E invece no: le vittorie elettorali di Berlusconi e Trump sono state non le vittorie decretate dagli imbecilli-bifolchi-omertosi sull’onda della paura, dell’estremismo, del radicalismo, del complottismo, ma le vittorie di due leader che avevano fatto una cosa che tutta la classe politica in quel momento storico non aveva fatto: ascoltare il malessere del rispettivo Paese lontano dal racconto “ufficiale” e prenderlo per mano, badando poco all’estetica dei benpensanti e molto invece al sodo.
MAGA e Forza Italia
E circa il nazionalismo, usato come aggettivo dispregiativo: per un ex elettore di Forza Italia come chi scrive – ci sarebbe da discutere sul perché sono ex, ma non è questo lo scopo della missiva – quel reaganiano Make America Great Again sentito da al di qua dell’Atlantico fa simpatia proprio perché richiama alla mente sia quel “l’Italia è il Paese che amo” sia il nome dello stesso movimento creato da suo padre, Forza Italia, un invito a rimboccarsi le maniche per il proprio Paese e ridargli il posto e la dignità che le compete. In una parola: nazionalismo, declinato però nel senso più puro e positivo del termine, cioè patriottismo, senso di appartenenza, voglia di riscatto e di ricostruire.
La politica estera
Parlavo prima anche di “badare al sodo” come tratto comune, e questo è particolarmente vero in politica estera dove sia SB sia DJT si sono permessi il lusso di mandare in frantumi le ideologie e prassi consolidate scegliendo di muoversi bilanciando i valori delle nostre società con la necessità di tenere i canali di dialogo aperti nella consapevolezza che sulla scena ci sono anche altri attori.
Sul lato delle posizioni di principio, il miglior esempio è la comune vicinanza a Israele di suo padre e DJT, sebbene spesso non sia né facile né popolare né politicamente conveniente esserlo: entrambi hanno però sempre difeso lo Stato ebraico ritenendolo un baluardo di democrazia e avamposto occidentale nel mezzo di un’area del mondo che democrazia e valori occidentali vorrebbe spazzarli via.

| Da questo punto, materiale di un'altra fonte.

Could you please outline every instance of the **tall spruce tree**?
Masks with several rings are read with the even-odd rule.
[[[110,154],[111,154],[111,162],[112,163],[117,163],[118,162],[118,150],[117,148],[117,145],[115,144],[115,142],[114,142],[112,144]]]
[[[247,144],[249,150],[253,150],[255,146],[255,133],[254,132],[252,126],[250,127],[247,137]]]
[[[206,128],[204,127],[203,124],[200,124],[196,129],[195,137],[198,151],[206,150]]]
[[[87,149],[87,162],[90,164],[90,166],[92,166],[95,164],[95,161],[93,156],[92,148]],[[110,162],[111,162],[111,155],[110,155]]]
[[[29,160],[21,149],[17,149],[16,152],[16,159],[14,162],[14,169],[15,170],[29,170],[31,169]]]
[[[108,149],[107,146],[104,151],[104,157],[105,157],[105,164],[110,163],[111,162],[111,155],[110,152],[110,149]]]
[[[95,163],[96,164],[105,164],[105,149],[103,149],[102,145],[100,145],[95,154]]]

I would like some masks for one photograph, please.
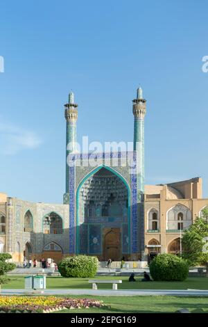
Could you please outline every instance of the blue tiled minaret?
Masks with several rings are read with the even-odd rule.
[[[146,115],[146,99],[143,98],[142,89],[137,89],[137,99],[133,100],[134,151],[136,152],[137,166],[138,195],[138,228],[139,235],[139,252],[141,260],[144,260],[144,117]]]
[[[64,204],[69,202],[69,166],[67,159],[68,154],[76,152],[76,122],[78,118],[78,104],[74,101],[74,94],[70,92],[69,102],[64,104],[66,118],[66,192],[64,194]]]

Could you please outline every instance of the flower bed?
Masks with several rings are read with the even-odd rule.
[[[102,301],[55,296],[0,296],[0,313],[48,313],[66,309],[100,308]]]

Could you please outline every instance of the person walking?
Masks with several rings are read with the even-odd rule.
[[[44,261],[45,261],[44,258],[42,257],[42,260],[41,260],[41,263],[42,263],[42,268],[43,269],[45,268],[45,266],[44,266]]]
[[[142,278],[141,282],[151,282],[152,280],[150,278],[149,275],[146,272],[144,271],[144,278]]]
[[[110,268],[111,266],[111,263],[112,263],[112,260],[111,259],[108,259],[107,260],[107,268]]]
[[[31,266],[32,266],[32,263],[33,263],[33,261],[32,261],[32,259],[31,258],[31,259],[29,260],[29,268],[31,268]]]
[[[129,282],[136,282],[136,280],[135,278],[135,274],[134,273],[131,273],[130,278],[128,278]]]
[[[23,268],[26,268],[26,266],[27,266],[27,260],[26,260],[26,258],[24,258],[23,261]]]

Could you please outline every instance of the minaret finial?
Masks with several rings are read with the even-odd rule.
[[[74,93],[72,91],[70,91],[69,95],[69,104],[74,104]]]
[[[139,88],[137,88],[137,99],[143,99],[142,88],[141,88],[140,85],[139,85]]]

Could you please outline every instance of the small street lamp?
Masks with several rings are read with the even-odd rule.
[[[180,254],[182,256],[181,218],[180,218]]]

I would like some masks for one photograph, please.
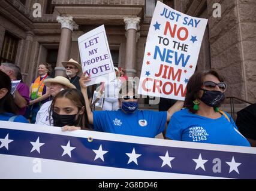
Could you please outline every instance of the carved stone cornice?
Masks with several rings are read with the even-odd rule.
[[[125,23],[126,30],[131,29],[135,29],[136,31],[140,30],[140,25],[138,23],[140,23],[140,17],[129,18],[125,17],[124,17],[124,21]]]
[[[61,28],[67,28],[71,31],[74,29],[78,29],[78,25],[73,20],[73,17],[61,17],[58,16],[56,19],[57,21],[61,24]]]

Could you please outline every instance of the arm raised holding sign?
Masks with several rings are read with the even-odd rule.
[[[86,72],[85,72],[86,73]],[[94,124],[94,115],[93,113],[90,108],[90,102],[88,98],[88,95],[87,94],[87,85],[86,83],[89,82],[91,79],[89,78],[90,76],[85,76],[85,73],[83,73],[81,76],[80,79],[79,79],[80,86],[81,87],[81,92],[83,94],[83,97],[85,97],[85,107],[86,109],[87,115],[88,116],[89,122],[91,124]]]
[[[166,124],[173,113],[183,106],[183,101],[178,101],[167,112],[139,110],[137,91],[132,83],[125,81],[119,94],[120,109],[92,112],[85,84],[90,81],[90,76],[85,76],[85,73],[80,79],[81,91],[85,97],[89,122],[94,124],[94,130],[97,131],[153,138],[165,131]]]

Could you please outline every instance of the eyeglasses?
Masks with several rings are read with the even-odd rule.
[[[216,87],[216,85],[219,87],[219,89],[222,90],[223,91],[225,91],[227,89],[227,84],[225,82],[219,82],[219,83],[215,83],[212,81],[206,81],[204,82],[203,83],[203,85],[208,88],[214,88]]]
[[[124,100],[128,100],[129,99],[134,99],[134,100],[137,100],[138,98],[138,97],[137,96],[122,96],[122,98]]]
[[[71,69],[74,69],[77,68],[77,67],[72,67],[72,66],[65,66],[65,68],[66,69],[68,69],[69,68]]]

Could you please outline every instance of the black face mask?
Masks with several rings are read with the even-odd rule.
[[[219,107],[225,99],[225,95],[221,91],[201,90],[204,93],[200,100],[210,107]]]
[[[53,112],[52,118],[53,119],[53,125],[61,127],[65,125],[76,126],[76,116],[77,115],[59,115]]]

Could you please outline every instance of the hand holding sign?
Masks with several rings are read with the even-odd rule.
[[[147,35],[138,93],[184,100],[194,73],[207,19],[158,1]]]
[[[88,86],[116,79],[104,25],[80,36],[78,42],[83,71],[91,76]]]

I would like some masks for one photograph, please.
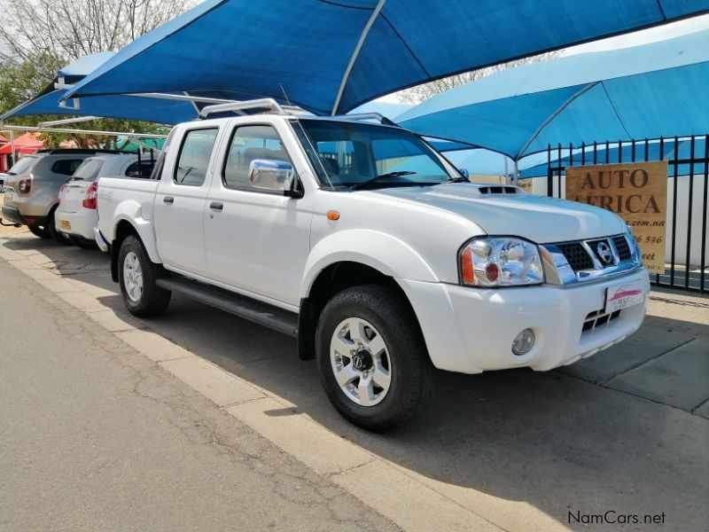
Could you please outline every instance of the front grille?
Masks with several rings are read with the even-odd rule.
[[[620,310],[616,310],[612,314],[604,314],[603,310],[594,310],[586,317],[586,320],[583,322],[583,330],[590,331],[591,329],[595,329],[599,325],[614,320],[619,316],[620,316]]]
[[[559,248],[559,251],[566,258],[566,262],[568,262],[569,266],[571,266],[573,271],[593,270],[593,261],[580,242],[557,244],[557,247]]]
[[[630,254],[630,246],[627,245],[627,240],[625,237],[615,237],[613,238],[613,244],[615,244],[615,248],[618,250],[618,257],[620,259],[621,262],[625,261],[629,261],[631,254]]]

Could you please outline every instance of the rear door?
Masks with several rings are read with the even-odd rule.
[[[185,129],[177,149],[170,150],[153,215],[158,253],[162,262],[181,270],[207,275],[204,213],[210,163],[219,128]]]

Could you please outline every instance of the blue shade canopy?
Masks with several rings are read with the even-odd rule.
[[[69,97],[284,98],[346,113],[405,87],[709,11],[709,0],[206,0]]]
[[[397,117],[424,135],[513,159],[548,144],[709,131],[709,30],[503,70]]]
[[[79,82],[113,55],[112,51],[88,55],[59,69],[55,80],[41,94],[8,111],[0,116],[0,121],[12,116],[66,114],[175,124],[197,118],[197,109],[188,101],[120,95],[63,101],[67,91],[55,90],[55,82],[60,80],[65,83]]]

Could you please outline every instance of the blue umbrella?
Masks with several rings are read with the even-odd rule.
[[[271,97],[344,113],[458,72],[709,11],[709,0],[206,0],[134,41],[67,98]]]
[[[437,95],[396,118],[514,160],[549,144],[709,131],[709,30],[509,68]]]

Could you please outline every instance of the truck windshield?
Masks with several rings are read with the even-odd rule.
[[[293,123],[321,185],[333,190],[439,184],[453,177],[410,131],[305,119]],[[305,132],[305,133],[304,133]]]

In tema di realpolitik: le critiche ricevute da Trump per non aver mai chiuso a Putin – senza che peraltro questo abbia mai costituito un appeasement, anzi – o aver dialogato anche con i vari Kim del mondo non le sembrano simili a quelle ricevute da suo padre per aver parlato con quello stesso Putin anche in momenti di massima tensione, o per aver aperto un canale di dialogo con Gheddafi?
Proprio quel canale con Gheddafi, tuttavia, fu fondamentale per mettere uno stop all’immigrazione illegale: quel governo Berlusconi, mediante la sua politica estera che a qualcuno faceva storcere il naso, centrò uno dei suoi più importanti obiettivi di politica interna che era quello di contrastare l’immigrazione illegale. Ma sbaglio o il contrasto dell’immigrazione illegale è uno dei punti principali dell’agenda Trump?
Il coraggio
Direi che le ho elencato più di un argomento per concludere che nella testa degli elettori e per posizionamenti politici suo padre e DJT possono essere accostati. Certo che tutto ciò che le ho qui esposto a lei non fosse sfuggito, la invito a smentire virgolettati come quello comparso su Il Foglio, rivendicando con orgoglio che senza la storia politica di suo padre ad aprire la strada, forse non ci sarebbe stata, ispirata, quella di Trump e la invito a farlo con quel coraggio che suo padre ha avuto per tutta la vita pur consapevole che sarebbe diventato un bersaglio: proprio come DJT, anche in questo.
Anzi, cara Marina, le lancio una provocazione: e se invece dei saggi di Tony Blair, la ricostituita “Silvio Berlusconi Editore” desse di nuovo alle stampe un certo libro intitolato “The Art of the Deal”?